Fannie Mae describes “extenuating circumstances” as follows:
Extenuating circumstances are nonrecurring events that are beyond the borrower’s control that result in a sudden, significant, and prolonged reduction in income or a catastrophic increase in financial obligations.
If a borrower claims that derogatory information is the result of extenuating circumstances, a lender must substantiate the borrower’s claim. Examples of documentation that can be used to support extenuating circumstances include documents that confirm the event (such as a copy of a divorce decree, medical bills, notice of job layoff, job severance papers, etc.) and documents that illustrate factors that contributed to the borrower’s inability to resolve the problems that resulted from the event such as a copy of insurance papers or claim settlements, listing agreements, lease agreements, tax returns (e.g. covering the periods prior to, during, and after a loss of employment).

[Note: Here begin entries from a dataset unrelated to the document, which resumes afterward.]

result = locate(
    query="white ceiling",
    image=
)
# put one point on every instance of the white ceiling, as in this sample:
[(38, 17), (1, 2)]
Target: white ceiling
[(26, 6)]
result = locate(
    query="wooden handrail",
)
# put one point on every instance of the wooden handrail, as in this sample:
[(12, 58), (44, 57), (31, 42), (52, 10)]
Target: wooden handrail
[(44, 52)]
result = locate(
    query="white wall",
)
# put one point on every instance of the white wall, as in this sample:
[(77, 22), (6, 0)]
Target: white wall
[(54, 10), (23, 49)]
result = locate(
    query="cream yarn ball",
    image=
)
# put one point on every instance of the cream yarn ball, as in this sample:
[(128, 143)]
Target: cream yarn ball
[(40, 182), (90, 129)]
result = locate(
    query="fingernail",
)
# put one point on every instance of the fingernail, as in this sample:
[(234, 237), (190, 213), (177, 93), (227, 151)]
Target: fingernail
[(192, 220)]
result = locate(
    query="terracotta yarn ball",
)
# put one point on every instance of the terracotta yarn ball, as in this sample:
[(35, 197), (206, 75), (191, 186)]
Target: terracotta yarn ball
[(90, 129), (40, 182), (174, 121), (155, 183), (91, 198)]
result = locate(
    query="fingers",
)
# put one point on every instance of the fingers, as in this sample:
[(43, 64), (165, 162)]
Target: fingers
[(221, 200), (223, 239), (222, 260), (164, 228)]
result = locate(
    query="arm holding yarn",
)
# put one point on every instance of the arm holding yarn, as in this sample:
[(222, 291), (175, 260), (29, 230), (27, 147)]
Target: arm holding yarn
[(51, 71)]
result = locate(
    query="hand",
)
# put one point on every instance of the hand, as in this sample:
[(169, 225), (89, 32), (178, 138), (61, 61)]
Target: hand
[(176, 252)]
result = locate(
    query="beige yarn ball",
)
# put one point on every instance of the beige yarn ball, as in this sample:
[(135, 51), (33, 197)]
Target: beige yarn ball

A lender must obtain a letter from the borrower explaining the relevance of the documentation. The letter must support the claims of extenuating circumstances; confirm the nature of the event that led to the bankruptcy or “foreclosure-related action” (also known as a short sale in Fannie Mae terminology), and illustrate the borrower had no reasonable options other than to default on his or her financial obligations.
Freddie Mac considers an extenuating circumstance to be a nonrecurring or isolated circumstance, or set of circumstances, that was beyond the borrower’s control and that significantly reduced income and/or increased expenses and rendered the borrower unable to repay obligations as agreed, resulting in significant adverse or derogatory credit information.
FHA describes extenuating circumstances as circumstances that were beyond the control of the borrower, such as a serious illness or death of a wage earner, and the borrower has re-established good credit since the major credit event. For FHA, Divorce is not considered an extenuating circumstance. An exception may, however, be granted where a borrower’s loan was current at the time of his/her divorce, the ex-spouse received the property, and the loan was later foreclosed. Unfortunately, FHA does not consider the inability to sell the property due to a job transfer or relocation to another area does not qualify as an extenuating circumstance. This did however amend their guidelines to incorporate a new Loss of Employment and significant loss of Household Income provision that can allow people with major economic events (short sale, deed in lieu, foreclosure and bankruptcy) to buy after 1 year. There’s more on this “Back to Work” FHA program outlined in our companion article here.
So in short, a prospective homeowner can buy after short sale with FHA right away (and VA) if there are no late payments and other nuanced conditions are met, after one year using the FHA Back to Work program and after 3 years if there are late payments on the mortgage and/or installment debt and qualifications aren’t met for the previous two options. For Fannie Mae backed loans, with 10 percent down a prospective homebuyer can purchase after 2 years if they can document their extenuating circumstances.